You know the saying, “use it or lose it?” I worry that applies to a person’s creativity. I worry it applies to me.

I went through a long period of not writing—at least not writing my own stories, producing work original to me. I wrote for companies, everything from web content to newsletters to promotional articles to press releases. And some of it was creative work, like stories. But the creative stuff was always using some property the company owned, and it was a bit like paid fanfic. I enjoyed the work, enjoyed making a living on it all, and numbed the nagging twitch in the back of my writer-brain by telling myself, “Hey, it’s still all writing.”

But, it’s not the same. Eventually, I numbed that twitch right into a coma, not realizing that the twitch was my own creativity. And when it went under finally and didn’t twitch anymore, I ignored the silence. “I’m still writing. It’s all going to be ok. Still writing….” But that writing was now starting to suffer. Even while numbed my creativity had been desperately gasping through the mannequin prose of press releases and promo copy, making it a little better than it deserved to be, but when it couldn’t get enough air to keep it conscious any longer, it began dying.

Saying my creativity went into a coma is me avoiding a horrible truth, because the reality is that it wasn’t just sleeping in a coma—it was dying. And the parts that died I was never going to get back.

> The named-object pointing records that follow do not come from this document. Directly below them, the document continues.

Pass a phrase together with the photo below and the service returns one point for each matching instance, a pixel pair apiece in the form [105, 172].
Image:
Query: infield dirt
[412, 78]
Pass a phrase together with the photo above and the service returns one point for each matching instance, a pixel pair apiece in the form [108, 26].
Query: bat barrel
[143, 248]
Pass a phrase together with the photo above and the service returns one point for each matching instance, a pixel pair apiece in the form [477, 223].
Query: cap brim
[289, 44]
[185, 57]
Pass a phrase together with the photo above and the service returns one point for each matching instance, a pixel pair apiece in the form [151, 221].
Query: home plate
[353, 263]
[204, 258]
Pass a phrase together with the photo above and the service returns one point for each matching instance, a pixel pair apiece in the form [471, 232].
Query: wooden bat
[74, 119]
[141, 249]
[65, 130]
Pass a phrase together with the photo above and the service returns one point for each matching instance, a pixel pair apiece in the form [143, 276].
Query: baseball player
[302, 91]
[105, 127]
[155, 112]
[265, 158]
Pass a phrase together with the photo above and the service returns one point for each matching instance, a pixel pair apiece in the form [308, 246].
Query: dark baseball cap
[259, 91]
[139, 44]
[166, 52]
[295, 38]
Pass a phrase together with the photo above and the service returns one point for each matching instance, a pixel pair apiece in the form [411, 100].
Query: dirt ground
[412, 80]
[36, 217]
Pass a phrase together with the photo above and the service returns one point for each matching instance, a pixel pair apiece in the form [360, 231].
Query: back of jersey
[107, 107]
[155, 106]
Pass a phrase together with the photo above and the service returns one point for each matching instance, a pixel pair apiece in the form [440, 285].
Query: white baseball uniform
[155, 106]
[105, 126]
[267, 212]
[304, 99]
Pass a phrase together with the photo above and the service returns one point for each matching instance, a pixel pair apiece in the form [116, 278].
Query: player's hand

So, here I am in NaNoWriMo, resuscitating that part of me, frantically forcing in the oxygen of attention I foolishly deprived it of for so, so long, hoping it’ll wake up and be like it used to be, back when it vibrated with ideas and exchanged those for the exercise of my attention.

I know it won’t be like it used to be, but I think there’s enough left to build on, to build up something that’ll be different. Maybe it’ll be almost as good as it might have been, had I not tried to suffocate it with neglect.

Total NaNoWriMo words right now: 9,375.